BIA director Falls discussed the Memorial Hall revitalization.
“Give it a bit of a facelift,” he said. “Maybe a mural on the Donald B. Munro side. We hope to fund it through grants and donations.”
The BIA also intends to bring back an event that quickly grew in popularity before being hurt by COVID-19 – the West Carleton War Memorial Remembrance Day service.
The last full service was held in 2019 and attracted well more than 2,000 people.
The event moved online in 2020 and 2021 due to COVID concerns.

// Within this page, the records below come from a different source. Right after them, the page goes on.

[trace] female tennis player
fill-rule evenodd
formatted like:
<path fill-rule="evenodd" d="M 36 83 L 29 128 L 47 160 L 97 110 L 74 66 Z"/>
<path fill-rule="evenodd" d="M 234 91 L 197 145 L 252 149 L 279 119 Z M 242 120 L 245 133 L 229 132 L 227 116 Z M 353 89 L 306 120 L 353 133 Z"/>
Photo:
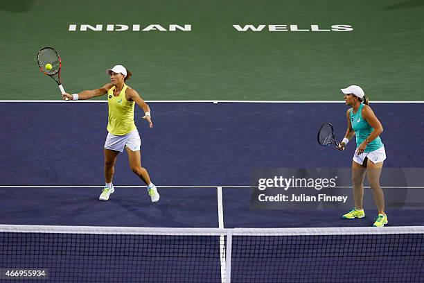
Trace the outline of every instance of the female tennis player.
<path fill-rule="evenodd" d="M 351 106 L 346 112 L 348 128 L 343 141 L 338 148 L 341 151 L 356 135 L 357 148 L 352 162 L 352 181 L 355 207 L 343 215 L 345 219 L 354 219 L 365 216 L 362 200 L 364 198 L 364 178 L 366 172 L 374 201 L 378 209 L 378 216 L 375 219 L 374 227 L 382 227 L 387 224 L 387 216 L 385 213 L 385 196 L 380 187 L 380 175 L 386 159 L 385 146 L 379 135 L 382 132 L 381 123 L 369 106 L 368 97 L 357 85 L 351 85 L 341 89 L 344 94 L 346 105 Z"/>
<path fill-rule="evenodd" d="M 147 120 L 150 128 L 153 127 L 149 106 L 140 97 L 137 92 L 125 85 L 132 74 L 123 66 L 116 65 L 107 71 L 110 76 L 110 83 L 94 90 L 85 90 L 79 94 L 62 95 L 62 99 L 83 100 L 107 94 L 109 119 L 107 137 L 105 143 L 105 178 L 106 185 L 99 197 L 100 200 L 107 200 L 115 191 L 112 185 L 114 165 L 119 153 L 125 148 L 131 170 L 147 185 L 152 202 L 156 203 L 160 196 L 156 186 L 152 183 L 147 170 L 141 167 L 140 135 L 134 121 L 134 110 L 136 103 L 144 112 L 143 119 Z"/>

In 2022, the original organizers, the West Carleton War Memorial committee felt they couldn’t properly put one together although a couple of the community’s religious leaders did host a last-minute surprise service.
But the BIA wants to ensure the important Remembrance Day service carries on at the beautiful and symbolic memorial.
Falls will be joined by Stuart Hodge (a member of the West Carleton War Memorial committee) and Ottawa Valley Grain Products owner Kevin Stewart will work together to keep the service going.
“A bit of a committee,” Falls said. “Set up, tear down and management of applications and permits. Make sure we keep this event alive and well.”
As the meeting wrapped up, Stewart congratulated the board for working through two unprecedented years during a time when bricks and mortar businesses faced incredible challenges.
“This committee is really scrappy and nimble,” she said.
“Thank you for a terrific year and a better one ahead,” LeBlanc said. “We are hopeful.”